This illustrates one of the important features of propensity score methods, namely that the creation of subsamples from the non-experimental comparison group is neither necessary nor desirable, because subsamples created based on single pre-intervention characteristics may dispose of comparison units which nonetheless are good overall comparisons with treatment units. The propensity score sorts out which comparison units are most relevant considering all of the pre-intervention characteristics, not just one characteristic at a time.

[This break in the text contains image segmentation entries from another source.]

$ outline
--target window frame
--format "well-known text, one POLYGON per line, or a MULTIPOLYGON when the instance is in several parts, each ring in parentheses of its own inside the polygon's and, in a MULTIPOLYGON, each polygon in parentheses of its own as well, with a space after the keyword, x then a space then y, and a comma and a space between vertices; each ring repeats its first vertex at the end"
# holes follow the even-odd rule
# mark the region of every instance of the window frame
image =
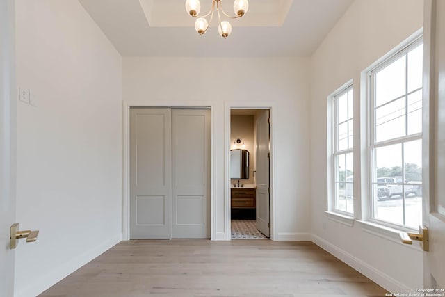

Column (3) in Table 3 gives an important insight into how the estimators in columns (4) to (8) succeed in estimating the treatment effect accurately. In column (3) we regress the outcome (earnings in 1978) on a quadratic function of the estimated propensity score and a treatment indicator. The estimates are comparable to those in column (2), where we regress the outcome on all pre-intervention characteristics. This again demonstrates the ability of the propensity score to summarize all pre-intervention variables. The estimators in columns (4) to (8) differ from column (3) in two respects. First, their functional form is more flexible than a low-order polynomial in the estimated propensity score. Second, rather than requiring a constant additive treatment effect, they allow the treatment effect to vary within each stratum (for stratification) or for each individual (for matching). Click Here
Finally, it must be noted that even though the estimates presented in Table 3 are closer to the experimental benchmark than those presented in Table 2, with the exception of the adjusted matching estimator, their standard errors are higher: in Table 3, column (5), the standard errors are 1,152 and 1,581 for the CPS and PSID, compared with 550 and 886 in Table 2, column (5). This is because the propensity score estimators use fewer observations. When stratifying on the propensity score, we discard irrelevant controls, and so the strata may contain as few as seven treated observations. However, the standard errors for the adjusted matching estimator (751 and 809) are similar to those in Table 2.
By summarizing all of the covariates in a single number, the propensity score method allows us to focus on the comparability of the comparison group to the treatment group. Hence, it allows us to address the issues of functional form and treatment effect heterogeneity much more easily.